We laughed about all the near catastrophes: falls from ladders, dumb ideas about taking trees down, etc. and someone suggested we write a book about it. It had been such a good idea and we had gotten so much accomplished we thought others might want to know how we did it. It could be a how-to manual! Someone enthusiastically said, “It’d be a best seller!” Then Jim said, “But someone should have an affair. That would make the book so much better.” We laughed about that and made some funny (we thought) remarks about who it should be, etc. etc. Unfortunately, it was my husband who ended up doing that and two years later he was gone. And so was the group. And it wasn’t funny.

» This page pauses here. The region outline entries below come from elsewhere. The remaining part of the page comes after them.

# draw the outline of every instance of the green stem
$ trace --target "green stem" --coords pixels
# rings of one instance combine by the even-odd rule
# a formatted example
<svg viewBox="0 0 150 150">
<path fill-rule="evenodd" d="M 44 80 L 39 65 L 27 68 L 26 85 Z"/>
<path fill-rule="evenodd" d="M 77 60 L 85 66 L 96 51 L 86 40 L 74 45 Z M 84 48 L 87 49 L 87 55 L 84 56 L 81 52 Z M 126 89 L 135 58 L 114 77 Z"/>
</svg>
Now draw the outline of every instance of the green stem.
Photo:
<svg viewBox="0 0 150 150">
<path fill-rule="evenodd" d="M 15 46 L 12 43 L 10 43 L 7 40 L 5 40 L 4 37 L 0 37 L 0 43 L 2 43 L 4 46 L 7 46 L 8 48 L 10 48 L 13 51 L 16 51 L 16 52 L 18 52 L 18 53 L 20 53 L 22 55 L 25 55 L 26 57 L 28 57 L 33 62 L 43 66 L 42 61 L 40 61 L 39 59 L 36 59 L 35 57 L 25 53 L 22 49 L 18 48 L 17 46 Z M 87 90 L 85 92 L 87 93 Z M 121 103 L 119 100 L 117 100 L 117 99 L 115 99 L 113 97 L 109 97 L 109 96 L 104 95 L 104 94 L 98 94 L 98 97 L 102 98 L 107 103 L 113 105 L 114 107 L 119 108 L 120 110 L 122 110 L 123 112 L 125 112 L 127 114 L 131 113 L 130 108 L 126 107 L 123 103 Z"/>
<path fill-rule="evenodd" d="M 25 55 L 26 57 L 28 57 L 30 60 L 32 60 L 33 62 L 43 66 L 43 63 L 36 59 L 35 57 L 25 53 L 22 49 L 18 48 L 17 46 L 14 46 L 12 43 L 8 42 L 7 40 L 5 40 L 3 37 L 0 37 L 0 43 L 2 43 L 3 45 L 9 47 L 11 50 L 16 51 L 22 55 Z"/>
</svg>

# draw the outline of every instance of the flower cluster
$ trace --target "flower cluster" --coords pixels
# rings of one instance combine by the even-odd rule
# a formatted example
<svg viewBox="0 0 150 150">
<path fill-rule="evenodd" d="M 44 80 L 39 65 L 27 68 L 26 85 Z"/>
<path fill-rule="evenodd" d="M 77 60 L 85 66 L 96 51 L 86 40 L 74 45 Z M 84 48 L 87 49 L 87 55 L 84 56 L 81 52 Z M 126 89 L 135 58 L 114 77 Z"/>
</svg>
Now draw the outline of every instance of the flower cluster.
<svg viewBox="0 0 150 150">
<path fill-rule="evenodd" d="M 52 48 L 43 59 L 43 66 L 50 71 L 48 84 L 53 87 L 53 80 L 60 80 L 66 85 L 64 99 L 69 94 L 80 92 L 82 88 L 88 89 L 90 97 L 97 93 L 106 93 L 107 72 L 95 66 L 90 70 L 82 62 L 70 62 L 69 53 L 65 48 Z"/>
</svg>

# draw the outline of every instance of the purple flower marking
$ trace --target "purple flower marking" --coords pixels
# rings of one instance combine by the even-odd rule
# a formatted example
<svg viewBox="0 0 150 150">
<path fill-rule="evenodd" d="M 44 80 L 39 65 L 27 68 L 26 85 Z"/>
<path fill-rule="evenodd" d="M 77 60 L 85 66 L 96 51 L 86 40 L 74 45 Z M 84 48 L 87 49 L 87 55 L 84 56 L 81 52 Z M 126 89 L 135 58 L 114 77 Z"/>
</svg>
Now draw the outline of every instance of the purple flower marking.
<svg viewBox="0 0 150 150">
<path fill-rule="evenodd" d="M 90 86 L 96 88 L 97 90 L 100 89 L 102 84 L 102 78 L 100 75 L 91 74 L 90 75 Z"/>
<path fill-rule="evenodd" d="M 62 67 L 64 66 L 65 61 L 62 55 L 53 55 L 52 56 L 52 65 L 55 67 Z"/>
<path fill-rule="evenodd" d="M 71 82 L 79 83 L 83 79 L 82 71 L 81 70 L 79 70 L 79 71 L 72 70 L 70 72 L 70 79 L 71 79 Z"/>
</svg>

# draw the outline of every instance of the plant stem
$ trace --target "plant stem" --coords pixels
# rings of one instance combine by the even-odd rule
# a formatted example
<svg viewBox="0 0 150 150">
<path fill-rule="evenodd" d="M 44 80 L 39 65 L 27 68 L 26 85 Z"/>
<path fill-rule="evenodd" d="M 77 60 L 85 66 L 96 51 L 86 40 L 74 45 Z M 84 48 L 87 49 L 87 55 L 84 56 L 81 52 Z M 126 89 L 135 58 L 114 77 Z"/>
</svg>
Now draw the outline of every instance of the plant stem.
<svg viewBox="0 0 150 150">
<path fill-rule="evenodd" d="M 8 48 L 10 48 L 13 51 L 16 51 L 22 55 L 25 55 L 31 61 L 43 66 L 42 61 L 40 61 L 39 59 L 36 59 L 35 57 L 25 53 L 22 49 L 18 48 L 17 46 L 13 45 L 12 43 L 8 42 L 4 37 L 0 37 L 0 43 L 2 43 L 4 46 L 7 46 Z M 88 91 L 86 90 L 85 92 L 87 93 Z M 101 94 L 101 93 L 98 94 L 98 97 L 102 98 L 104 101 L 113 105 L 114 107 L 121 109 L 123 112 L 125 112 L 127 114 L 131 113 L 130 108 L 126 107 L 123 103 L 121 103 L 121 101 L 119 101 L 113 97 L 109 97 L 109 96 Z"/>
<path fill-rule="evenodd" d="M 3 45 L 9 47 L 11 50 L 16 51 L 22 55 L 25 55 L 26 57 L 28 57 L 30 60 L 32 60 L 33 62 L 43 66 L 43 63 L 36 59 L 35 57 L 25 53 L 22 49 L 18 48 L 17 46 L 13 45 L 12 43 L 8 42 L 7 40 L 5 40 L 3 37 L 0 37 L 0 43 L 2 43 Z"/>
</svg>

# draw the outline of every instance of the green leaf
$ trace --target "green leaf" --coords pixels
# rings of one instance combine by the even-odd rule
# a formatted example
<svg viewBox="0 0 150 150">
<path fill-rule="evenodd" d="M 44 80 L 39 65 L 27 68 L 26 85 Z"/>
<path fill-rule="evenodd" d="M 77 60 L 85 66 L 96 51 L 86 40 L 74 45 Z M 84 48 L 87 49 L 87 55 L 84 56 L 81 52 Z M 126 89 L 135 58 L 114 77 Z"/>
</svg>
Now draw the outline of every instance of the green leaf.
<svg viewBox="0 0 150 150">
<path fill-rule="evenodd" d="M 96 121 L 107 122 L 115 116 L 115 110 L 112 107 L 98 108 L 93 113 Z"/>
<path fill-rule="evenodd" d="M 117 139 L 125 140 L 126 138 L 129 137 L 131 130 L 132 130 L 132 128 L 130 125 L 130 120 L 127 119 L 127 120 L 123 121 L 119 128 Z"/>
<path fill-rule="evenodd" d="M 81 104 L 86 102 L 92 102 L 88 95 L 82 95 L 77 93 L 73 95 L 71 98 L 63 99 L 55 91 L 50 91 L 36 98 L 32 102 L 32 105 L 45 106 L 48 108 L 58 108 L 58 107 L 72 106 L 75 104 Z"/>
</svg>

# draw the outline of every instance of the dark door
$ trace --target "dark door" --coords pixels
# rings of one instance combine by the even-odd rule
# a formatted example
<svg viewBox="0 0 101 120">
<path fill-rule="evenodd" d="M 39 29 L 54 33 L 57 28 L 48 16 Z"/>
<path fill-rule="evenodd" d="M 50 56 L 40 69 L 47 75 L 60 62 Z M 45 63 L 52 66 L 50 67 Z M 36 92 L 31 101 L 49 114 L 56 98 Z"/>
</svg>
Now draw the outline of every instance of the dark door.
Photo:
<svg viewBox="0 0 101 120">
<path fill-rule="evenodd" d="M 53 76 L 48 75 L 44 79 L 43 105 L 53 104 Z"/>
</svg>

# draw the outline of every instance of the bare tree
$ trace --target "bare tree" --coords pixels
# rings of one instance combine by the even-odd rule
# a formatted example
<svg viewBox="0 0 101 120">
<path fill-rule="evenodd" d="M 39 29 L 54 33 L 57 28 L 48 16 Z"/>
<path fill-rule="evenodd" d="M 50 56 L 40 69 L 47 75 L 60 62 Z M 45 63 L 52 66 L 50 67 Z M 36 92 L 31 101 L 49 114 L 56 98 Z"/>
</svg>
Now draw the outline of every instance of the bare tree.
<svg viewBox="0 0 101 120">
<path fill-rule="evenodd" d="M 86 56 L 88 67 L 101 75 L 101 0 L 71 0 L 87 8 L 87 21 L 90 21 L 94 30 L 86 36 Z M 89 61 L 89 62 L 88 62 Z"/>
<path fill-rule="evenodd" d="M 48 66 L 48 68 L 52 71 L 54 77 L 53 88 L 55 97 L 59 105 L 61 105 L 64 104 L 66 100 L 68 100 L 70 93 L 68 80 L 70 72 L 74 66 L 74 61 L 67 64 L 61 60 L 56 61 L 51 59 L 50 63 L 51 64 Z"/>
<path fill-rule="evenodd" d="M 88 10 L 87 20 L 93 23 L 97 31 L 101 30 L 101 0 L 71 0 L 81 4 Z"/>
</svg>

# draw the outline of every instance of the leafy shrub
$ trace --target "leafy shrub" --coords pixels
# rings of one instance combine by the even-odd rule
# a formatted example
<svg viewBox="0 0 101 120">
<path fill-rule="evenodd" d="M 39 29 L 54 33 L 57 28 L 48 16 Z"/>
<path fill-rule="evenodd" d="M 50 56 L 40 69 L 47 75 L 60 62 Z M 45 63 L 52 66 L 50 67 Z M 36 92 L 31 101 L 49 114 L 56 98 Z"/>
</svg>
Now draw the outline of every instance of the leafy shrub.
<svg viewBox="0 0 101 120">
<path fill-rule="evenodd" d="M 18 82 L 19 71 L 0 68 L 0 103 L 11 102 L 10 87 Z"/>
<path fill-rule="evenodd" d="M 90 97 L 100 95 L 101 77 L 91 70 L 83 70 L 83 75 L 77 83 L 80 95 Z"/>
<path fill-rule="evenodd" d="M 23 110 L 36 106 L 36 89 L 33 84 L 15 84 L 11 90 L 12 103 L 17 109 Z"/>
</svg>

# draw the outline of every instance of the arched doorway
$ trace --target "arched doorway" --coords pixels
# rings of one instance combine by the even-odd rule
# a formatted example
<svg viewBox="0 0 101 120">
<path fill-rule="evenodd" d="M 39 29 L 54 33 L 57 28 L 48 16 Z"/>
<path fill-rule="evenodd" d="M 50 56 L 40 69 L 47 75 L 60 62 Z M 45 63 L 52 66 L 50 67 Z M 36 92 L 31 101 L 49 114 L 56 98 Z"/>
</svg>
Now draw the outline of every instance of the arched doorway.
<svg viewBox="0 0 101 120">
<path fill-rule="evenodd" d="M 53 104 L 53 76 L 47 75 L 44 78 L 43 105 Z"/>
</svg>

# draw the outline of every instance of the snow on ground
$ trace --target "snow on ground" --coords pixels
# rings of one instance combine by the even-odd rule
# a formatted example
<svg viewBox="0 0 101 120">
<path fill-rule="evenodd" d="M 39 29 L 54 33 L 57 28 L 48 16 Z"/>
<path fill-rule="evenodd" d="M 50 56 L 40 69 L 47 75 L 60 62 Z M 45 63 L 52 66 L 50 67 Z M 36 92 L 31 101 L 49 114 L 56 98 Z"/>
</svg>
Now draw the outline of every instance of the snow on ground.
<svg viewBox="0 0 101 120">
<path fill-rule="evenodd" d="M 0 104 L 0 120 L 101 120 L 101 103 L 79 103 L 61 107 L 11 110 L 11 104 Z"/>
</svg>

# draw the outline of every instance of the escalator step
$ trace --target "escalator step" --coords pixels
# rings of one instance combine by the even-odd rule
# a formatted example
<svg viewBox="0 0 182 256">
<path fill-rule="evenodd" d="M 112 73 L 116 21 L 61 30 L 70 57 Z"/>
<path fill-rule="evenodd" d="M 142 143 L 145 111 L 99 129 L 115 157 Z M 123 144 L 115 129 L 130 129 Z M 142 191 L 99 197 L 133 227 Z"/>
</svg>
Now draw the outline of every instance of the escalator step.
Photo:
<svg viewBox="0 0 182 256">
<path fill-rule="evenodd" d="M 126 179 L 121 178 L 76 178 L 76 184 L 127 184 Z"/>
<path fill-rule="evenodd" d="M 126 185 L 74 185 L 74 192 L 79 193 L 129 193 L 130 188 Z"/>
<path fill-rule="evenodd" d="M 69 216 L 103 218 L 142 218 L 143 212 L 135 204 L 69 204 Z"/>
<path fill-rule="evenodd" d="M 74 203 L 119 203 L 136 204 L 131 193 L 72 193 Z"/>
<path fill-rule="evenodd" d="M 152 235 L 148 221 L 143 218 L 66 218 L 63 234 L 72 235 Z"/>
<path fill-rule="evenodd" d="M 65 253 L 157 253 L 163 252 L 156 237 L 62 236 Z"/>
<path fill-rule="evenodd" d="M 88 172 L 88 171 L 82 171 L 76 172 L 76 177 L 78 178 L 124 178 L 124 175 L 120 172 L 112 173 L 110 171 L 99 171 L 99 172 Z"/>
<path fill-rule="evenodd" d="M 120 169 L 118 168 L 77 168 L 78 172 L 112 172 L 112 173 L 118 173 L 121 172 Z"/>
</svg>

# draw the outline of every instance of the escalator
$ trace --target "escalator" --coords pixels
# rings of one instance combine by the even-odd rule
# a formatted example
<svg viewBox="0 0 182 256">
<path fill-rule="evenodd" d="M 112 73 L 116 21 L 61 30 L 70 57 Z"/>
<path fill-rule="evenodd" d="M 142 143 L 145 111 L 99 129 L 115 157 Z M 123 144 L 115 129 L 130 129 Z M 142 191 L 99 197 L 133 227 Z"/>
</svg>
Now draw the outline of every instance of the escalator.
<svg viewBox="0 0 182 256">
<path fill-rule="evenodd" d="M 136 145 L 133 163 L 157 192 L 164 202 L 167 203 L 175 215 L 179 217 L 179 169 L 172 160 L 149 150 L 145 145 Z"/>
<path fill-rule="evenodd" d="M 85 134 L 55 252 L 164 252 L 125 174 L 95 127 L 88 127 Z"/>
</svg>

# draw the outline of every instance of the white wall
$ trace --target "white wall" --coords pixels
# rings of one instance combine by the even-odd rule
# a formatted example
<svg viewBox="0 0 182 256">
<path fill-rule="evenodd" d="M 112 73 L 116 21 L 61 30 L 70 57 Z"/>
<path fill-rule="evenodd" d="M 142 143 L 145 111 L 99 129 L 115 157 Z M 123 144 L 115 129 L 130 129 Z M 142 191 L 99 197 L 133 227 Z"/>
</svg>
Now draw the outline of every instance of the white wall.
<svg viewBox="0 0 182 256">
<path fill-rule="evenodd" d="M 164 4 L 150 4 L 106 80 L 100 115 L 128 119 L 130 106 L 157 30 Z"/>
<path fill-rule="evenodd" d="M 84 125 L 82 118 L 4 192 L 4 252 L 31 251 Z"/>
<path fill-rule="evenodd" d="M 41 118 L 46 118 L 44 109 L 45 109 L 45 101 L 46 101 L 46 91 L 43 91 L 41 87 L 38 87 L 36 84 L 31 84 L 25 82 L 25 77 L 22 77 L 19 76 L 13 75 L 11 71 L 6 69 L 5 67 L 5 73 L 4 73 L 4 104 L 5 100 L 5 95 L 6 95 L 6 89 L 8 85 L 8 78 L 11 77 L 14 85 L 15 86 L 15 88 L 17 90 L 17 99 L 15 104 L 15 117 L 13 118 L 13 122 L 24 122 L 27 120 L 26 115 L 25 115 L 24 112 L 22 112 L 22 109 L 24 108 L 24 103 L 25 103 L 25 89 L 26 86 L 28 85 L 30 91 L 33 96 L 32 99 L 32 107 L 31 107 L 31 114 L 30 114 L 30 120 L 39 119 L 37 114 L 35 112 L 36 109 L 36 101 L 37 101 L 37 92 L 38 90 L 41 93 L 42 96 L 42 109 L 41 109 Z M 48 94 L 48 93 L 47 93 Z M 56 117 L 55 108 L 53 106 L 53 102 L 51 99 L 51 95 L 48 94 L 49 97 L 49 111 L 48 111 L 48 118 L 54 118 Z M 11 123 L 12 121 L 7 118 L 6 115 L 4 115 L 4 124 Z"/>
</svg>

I kept the house and the hot tub got a lot of use over the following years. The entire high school track team would be in there after a meet and (I learned much later) plenty of other teenage partiers when I was away. Fortunately, no one drowned (that I am aware of). I read many books in that tub, cried a river, bird watched, and pulled my life back together. It became my haven of relaxation after long days and nights of work. It was a place where friends had long wine-soaked heart to hearts. It was worth the price for all the therapy it provided. It lasted longer than expected but gave out this year and I reluctantly added it’s disposal to the home maintenance list. Instead of hiring someone to take it away I thought I’d rent a dumpster and cut it up. I sat down to YouTube to see how to go about it and was shocked to see how many videos there are of people cutting up hot tubs! And they make it look so simple! Five simple cuts with a reciprocating saw and haul it all away. I couldn’t wait to get to it. I even own the saw! Hahaha. Very funny. I’m glad no one was filming me. I spent ten minutes trying to cut through the rim, my arms jarring out of their sockets, and barely made a dent. I was about to give up but then thought, wait, I told a bunch of people I was doing this and am reluctant to admit defeat. That won’t work. I knelt down and looked at how I could cut through small sections then thought, “I can just do it like a cake, piece by piece. I’ve got the dumpster for a whole month, what’s the rush?” So, four days, a twenty dollar blade, and a sore back later, that puppy with all it’s memories is ready to be hauled away along with a couple of mattresses and an old rug. Pangono, pangono as they say in Malawi. Little by little, it can be done.